Amadi who spoke exclusively to LEADERSHIP in Abuja, said if found guilty by the law court, such CEOs would be sent to jail to serve as deterrent to others and pass a strong message that it is no longer business as usual in the sector.

He said where a case of crime and exploitation is established, the CEOs would be handed over to the Economic and Financial Crimes Commission (EFCC) for prosecution, noting that when some people see themselves in jail, the corruption and stealing in the sector will abate. “That is what we have resolved to do, we are going to go to the EFCC to enforce the arrest. Henceforth we will ask customers to give us receipt of payment, and where they are charged more than what is in the tariff, it’s a crime.”

The NERC boss said this on the heels of revelations of huge fraud that had existed in the sector for long, as uncovered by the probe committee set up by NERC and  headed by renowned human rights Lawyer, Bamidele Aturu, which indicted most of the CEOs of the Discos of engaging in sharp practices to the detriment of Nigerians.

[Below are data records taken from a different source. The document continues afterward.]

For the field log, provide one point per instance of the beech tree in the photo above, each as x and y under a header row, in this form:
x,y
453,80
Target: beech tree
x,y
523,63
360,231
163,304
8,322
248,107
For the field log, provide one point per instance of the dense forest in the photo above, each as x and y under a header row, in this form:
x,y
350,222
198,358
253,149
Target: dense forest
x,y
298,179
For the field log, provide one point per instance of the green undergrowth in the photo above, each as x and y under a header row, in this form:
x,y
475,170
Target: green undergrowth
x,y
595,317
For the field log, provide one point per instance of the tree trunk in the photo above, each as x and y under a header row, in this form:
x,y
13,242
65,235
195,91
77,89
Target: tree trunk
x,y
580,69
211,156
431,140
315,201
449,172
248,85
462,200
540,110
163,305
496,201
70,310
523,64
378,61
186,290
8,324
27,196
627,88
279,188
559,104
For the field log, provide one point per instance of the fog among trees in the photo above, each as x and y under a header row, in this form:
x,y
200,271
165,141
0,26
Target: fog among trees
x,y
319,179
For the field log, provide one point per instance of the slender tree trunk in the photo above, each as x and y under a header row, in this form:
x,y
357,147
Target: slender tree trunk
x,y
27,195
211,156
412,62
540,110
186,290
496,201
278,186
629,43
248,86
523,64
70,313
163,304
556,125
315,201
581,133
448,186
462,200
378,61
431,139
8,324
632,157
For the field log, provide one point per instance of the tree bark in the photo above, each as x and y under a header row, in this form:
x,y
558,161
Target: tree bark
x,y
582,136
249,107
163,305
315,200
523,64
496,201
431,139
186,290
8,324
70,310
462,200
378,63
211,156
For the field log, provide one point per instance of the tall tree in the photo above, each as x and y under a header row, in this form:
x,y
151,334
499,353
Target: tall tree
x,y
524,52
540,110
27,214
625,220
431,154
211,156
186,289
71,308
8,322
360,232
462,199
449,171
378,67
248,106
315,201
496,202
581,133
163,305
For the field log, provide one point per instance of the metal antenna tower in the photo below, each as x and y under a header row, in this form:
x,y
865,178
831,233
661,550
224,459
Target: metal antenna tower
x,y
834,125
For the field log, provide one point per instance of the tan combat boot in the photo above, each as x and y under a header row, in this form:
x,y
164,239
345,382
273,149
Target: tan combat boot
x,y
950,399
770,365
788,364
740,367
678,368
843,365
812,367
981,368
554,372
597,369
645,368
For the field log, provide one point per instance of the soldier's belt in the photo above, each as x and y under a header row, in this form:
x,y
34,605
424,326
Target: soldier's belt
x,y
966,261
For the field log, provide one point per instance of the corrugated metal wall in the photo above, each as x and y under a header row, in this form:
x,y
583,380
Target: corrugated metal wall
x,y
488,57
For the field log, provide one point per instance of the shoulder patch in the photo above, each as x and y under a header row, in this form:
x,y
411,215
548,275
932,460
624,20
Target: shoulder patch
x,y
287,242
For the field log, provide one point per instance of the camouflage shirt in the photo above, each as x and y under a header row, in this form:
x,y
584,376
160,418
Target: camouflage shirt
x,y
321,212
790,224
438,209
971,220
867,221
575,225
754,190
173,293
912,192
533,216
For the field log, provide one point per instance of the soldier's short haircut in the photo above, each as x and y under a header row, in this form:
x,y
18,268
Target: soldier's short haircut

According to him, “The reason why we set up the public hearing was because we knew that there were lots of fraud in the sector. It is a sector that has not been regulated in the past, a sector where people have constituted into private business ventures. The idea for the committee was to establish a baseline and put a face to this issue of exploitative billing and extortion. We needed to have firsthand information from customers because we know that even if we had asked the Discos to give us the complaints for us to know howto manage them, they would not have given us.”